There are no fat pointers in the Vec<u8> set, whatsoever. A Vec<T> is a (*mut T, usize, usize), a RefCell<T> is a (T, usize), and an Rc<T> is a (*mut T).
size_of | is
---------------------+---
Vec<u8> | 24
RefCell<Vec<u8>> | 32
Rc<RefCell<Vec<u8>>> | 8
Your second and third cases do involve a fat pointer for a trait object: Rc<RefCell<dyn Debug>>. Putting a trait object behind another pointer (the Rc) creates a thin pointer to the concrete type: *mut RefCell<dyn Debug>.
size_of | is
----------------------------+---
Rc<RefCell<dyn Debug>> | 16
Box<Rc<RefCell<dyn Debug>>> | 8
Notably, it's impossible to create a RefCell<dyn Debug>:
error[E0277]: the size for values of type `dyn std::fmt::Debug` cannot be known at compilation time
--> src/main.rs:4:20
|
4 | println!("{}", mem::size_of::<RefCell<dyn Debug>>());
| ^^^^^^^^^^^^^^^^^^^^^^^^^^^^^^^^^^ doesn't have a size known at compile-time
|
= help: within `std::cell::RefCell<dyn std::fmt::Debug>`, the trait `std::marker::Sized` is not implemented for `dyn std::fmt::Debug`
= note: to learn more, visit <https://doc.rust-lang.org/book/second-edition/ch19-04-advanced-types.html#dynamically-sized-types-and-the-sized-trait>
= note: required because it appears within the type `std::cell::RefCell<dyn std::fmt::Debug>`
= note: required by `std::mem::size_of`
The trait object requires some indirection; when you add some, you've finally constructed some type of fat pointer.

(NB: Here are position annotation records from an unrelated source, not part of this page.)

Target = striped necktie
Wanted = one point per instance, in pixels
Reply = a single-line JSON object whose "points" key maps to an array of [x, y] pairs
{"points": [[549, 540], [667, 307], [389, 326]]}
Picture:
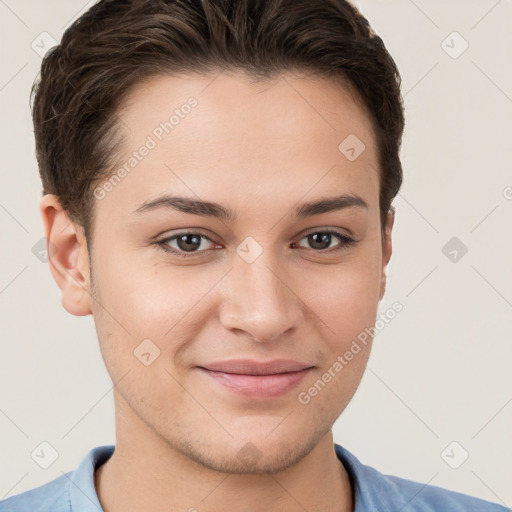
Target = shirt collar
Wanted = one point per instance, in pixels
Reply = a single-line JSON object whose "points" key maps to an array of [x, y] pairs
{"points": [[84, 498]]}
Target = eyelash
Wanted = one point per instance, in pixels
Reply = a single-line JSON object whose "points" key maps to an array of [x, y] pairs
{"points": [[163, 244]]}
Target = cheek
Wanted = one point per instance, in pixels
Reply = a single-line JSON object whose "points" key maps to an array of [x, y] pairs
{"points": [[345, 297]]}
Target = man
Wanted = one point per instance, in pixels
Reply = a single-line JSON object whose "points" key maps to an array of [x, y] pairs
{"points": [[218, 179]]}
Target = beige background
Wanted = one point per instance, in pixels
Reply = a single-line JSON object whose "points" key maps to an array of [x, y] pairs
{"points": [[440, 371]]}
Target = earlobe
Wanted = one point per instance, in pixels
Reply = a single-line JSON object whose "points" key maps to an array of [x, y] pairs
{"points": [[67, 256], [386, 249]]}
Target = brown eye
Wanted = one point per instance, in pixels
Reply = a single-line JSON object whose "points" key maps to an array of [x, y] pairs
{"points": [[321, 240], [186, 244]]}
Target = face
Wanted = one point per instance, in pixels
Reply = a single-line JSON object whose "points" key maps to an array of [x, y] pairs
{"points": [[178, 289]]}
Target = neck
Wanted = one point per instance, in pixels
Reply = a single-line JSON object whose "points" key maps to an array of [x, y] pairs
{"points": [[146, 473]]}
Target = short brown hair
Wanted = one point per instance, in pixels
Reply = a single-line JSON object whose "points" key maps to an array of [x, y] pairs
{"points": [[117, 44]]}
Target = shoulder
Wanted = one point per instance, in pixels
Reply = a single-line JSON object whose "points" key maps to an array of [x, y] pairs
{"points": [[53, 495], [377, 491], [73, 491]]}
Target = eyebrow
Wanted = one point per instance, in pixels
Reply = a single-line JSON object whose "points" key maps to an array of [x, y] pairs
{"points": [[211, 209]]}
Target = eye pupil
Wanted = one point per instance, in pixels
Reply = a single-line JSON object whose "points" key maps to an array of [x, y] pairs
{"points": [[320, 241], [187, 240]]}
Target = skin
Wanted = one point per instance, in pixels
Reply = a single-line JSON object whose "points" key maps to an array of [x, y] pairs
{"points": [[259, 149]]}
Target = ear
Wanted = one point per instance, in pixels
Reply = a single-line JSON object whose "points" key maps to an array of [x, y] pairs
{"points": [[67, 256], [386, 248]]}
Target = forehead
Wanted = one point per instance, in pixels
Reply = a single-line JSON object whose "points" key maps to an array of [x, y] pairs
{"points": [[211, 135]]}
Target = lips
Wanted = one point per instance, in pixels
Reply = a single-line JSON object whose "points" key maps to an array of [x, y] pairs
{"points": [[256, 379], [251, 367]]}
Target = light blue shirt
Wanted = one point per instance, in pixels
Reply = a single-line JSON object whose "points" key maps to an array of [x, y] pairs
{"points": [[374, 492]]}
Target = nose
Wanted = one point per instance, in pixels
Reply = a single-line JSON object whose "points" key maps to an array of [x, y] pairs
{"points": [[259, 300]]}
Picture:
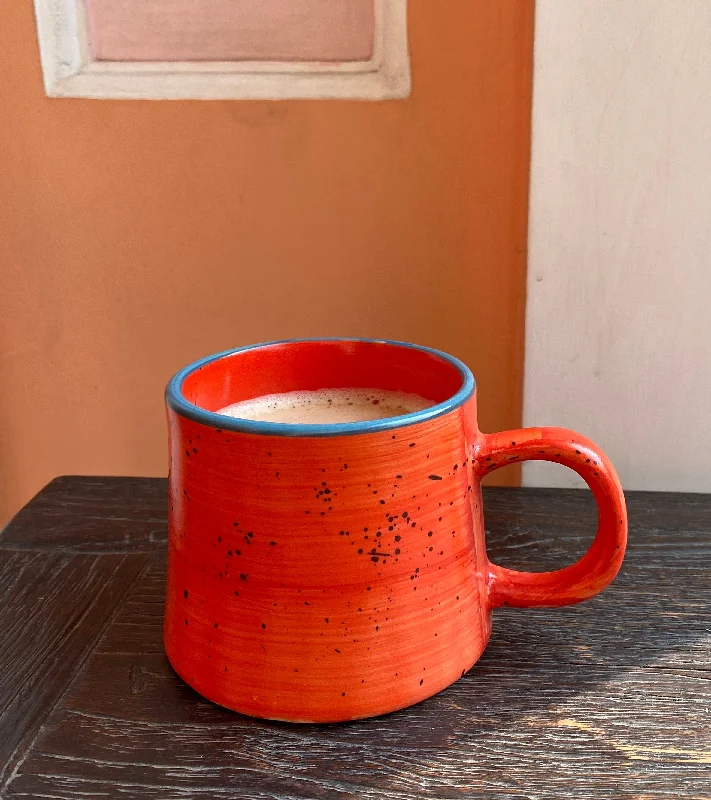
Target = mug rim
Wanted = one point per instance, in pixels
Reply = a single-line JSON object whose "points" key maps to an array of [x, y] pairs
{"points": [[175, 399]]}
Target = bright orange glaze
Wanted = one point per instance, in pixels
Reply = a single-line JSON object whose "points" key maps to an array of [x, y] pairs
{"points": [[325, 579]]}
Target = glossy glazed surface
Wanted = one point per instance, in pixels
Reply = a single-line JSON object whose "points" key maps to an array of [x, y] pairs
{"points": [[330, 577]]}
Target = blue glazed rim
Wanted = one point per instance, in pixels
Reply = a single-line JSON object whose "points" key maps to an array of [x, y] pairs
{"points": [[176, 401]]}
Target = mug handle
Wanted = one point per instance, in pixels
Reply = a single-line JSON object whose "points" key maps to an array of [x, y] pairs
{"points": [[597, 568]]}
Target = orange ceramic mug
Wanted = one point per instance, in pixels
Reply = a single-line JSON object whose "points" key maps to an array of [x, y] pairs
{"points": [[331, 572]]}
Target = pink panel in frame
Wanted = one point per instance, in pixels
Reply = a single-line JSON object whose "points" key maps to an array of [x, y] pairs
{"points": [[231, 30]]}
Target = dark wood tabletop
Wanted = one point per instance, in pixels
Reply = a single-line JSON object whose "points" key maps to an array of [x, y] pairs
{"points": [[607, 699]]}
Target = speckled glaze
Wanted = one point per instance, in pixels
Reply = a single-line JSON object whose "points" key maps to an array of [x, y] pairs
{"points": [[331, 573]]}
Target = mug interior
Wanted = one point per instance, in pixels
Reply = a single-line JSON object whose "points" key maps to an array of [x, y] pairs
{"points": [[308, 365]]}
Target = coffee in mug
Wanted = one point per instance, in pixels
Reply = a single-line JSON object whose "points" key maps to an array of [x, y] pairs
{"points": [[322, 569], [327, 406]]}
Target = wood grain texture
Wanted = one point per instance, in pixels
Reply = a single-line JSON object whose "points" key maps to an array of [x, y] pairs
{"points": [[54, 605], [607, 699], [93, 514]]}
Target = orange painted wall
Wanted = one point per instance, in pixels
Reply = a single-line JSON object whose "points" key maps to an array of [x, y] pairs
{"points": [[137, 236]]}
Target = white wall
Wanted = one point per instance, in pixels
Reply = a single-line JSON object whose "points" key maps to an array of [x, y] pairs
{"points": [[618, 341]]}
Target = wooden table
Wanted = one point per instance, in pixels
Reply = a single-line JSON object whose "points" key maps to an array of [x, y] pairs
{"points": [[611, 698]]}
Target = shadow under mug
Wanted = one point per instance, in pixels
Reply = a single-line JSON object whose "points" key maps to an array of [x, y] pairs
{"points": [[321, 573]]}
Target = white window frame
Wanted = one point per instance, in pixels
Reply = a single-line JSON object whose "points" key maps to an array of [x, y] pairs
{"points": [[70, 71]]}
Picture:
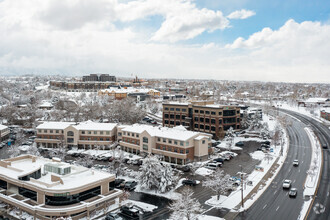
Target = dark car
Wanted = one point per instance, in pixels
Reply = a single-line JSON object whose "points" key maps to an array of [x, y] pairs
{"points": [[239, 144], [118, 182], [189, 182], [113, 216], [130, 185], [293, 192], [219, 160], [129, 211]]}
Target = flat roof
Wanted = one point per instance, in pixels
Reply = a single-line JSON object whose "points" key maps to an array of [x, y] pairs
{"points": [[79, 176]]}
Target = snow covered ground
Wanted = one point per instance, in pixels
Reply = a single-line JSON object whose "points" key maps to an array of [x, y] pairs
{"points": [[313, 174]]}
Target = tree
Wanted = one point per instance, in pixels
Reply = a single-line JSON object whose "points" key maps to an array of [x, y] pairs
{"points": [[186, 207], [219, 182]]}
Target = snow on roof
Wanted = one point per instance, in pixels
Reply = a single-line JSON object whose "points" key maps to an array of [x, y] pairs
{"points": [[89, 125], [79, 176], [55, 125], [2, 127], [164, 132]]}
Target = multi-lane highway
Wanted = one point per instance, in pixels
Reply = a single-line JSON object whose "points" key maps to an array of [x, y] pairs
{"points": [[320, 209], [275, 202]]}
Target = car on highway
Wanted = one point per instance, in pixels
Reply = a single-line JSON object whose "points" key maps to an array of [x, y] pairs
{"points": [[286, 184], [189, 182], [295, 163], [130, 185], [113, 216], [293, 192]]}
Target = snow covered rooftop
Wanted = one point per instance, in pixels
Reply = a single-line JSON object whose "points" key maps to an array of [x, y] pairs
{"points": [[89, 125], [3, 127], [164, 132], [55, 125], [26, 164]]}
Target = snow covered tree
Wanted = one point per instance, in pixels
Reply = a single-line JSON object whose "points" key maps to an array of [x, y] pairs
{"points": [[167, 178], [186, 207], [219, 182]]}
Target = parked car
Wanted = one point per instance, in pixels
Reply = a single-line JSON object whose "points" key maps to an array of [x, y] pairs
{"points": [[295, 163], [189, 182], [293, 192], [219, 160], [129, 211], [130, 185], [286, 184], [113, 216], [239, 144]]}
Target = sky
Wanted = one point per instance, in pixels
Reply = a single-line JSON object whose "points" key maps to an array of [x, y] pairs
{"points": [[249, 40]]}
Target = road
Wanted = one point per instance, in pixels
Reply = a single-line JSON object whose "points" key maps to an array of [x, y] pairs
{"points": [[275, 203], [323, 191]]}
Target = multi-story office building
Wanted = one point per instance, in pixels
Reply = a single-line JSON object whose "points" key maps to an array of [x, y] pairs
{"points": [[4, 132], [176, 145], [47, 189], [84, 135], [101, 78], [202, 116]]}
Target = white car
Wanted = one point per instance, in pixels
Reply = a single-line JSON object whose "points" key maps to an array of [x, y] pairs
{"points": [[295, 163], [286, 184]]}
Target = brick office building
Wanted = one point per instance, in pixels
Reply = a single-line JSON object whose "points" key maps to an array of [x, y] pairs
{"points": [[202, 116]]}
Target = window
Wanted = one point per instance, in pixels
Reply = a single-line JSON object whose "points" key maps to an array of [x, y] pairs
{"points": [[145, 140]]}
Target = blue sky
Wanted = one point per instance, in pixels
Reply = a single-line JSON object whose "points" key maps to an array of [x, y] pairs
{"points": [[201, 39]]}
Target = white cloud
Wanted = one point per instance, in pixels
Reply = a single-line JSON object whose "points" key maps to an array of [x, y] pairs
{"points": [[241, 14]]}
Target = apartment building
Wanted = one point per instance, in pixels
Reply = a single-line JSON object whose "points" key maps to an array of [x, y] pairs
{"points": [[84, 135], [203, 116], [176, 145], [48, 189], [4, 132]]}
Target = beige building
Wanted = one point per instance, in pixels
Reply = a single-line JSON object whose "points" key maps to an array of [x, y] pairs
{"points": [[176, 145], [84, 135], [4, 132], [47, 188]]}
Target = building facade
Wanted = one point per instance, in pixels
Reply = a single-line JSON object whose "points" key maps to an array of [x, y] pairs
{"points": [[4, 132], [47, 189], [175, 145], [202, 116], [84, 135]]}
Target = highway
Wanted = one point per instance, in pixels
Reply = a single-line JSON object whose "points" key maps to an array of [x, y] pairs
{"points": [[275, 203], [322, 197]]}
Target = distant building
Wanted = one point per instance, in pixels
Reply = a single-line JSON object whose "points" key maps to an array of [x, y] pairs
{"points": [[176, 145], [99, 78], [203, 116], [47, 189], [84, 135], [4, 132]]}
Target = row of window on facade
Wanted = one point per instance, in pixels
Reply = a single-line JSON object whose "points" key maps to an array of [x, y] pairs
{"points": [[175, 150], [177, 109]]}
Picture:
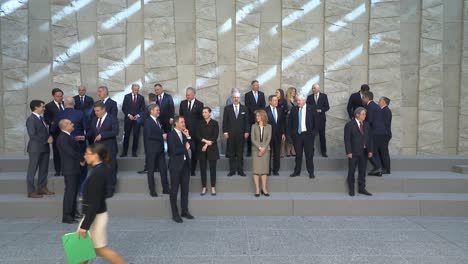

You can use the unstable option -Z print-type-sizes to explore the layout of structs:
type: `std::rc::RcBox<std::cell::RefCell<dyn std::fmt::Debug>>`: 24 bytes, alignment: 8 bytes
field `.strong`: 8 bytes
field `.weak`: 8 bytes
field `.value`: 8 bytes
type: `core::nonzero::NonZero<*const std::rc::RcBox<std::cell::RefCell<dyn std::fmt::Debug>>>`: 16 bytes, alignment: 8 bytes
field `.0`: 16 bytes
type: `std::ptr::NonNull<std::rc::RcBox<std::cell::RefCell<dyn std::fmt::Debug>>>`: 16 bytes, alignment: 8 bytes
field `.pointer`: 16 bytes
type: `std::rc::Rc<std::cell::RefCell<dyn std::fmt::Debug>>`: 16 bytes, alignment: 8 bytes
field `.ptr`: 16 bytes
field `.phantom`: 0 bytes, offset: 0 bytes, alignment: 1 bytes
type: `std::cell::RefCell<dyn std::fmt::Debug>`: 8 bytes, alignment: 8 bytes
field `.borrow`: 8 bytes
field `.value`: 0 bytes
I'm not 100% about parsing this output, as I expect RefCell<dyn Debug> to be an unsized type (as shown by the error above). I assume the meaning of "0 bytes" is overloaded.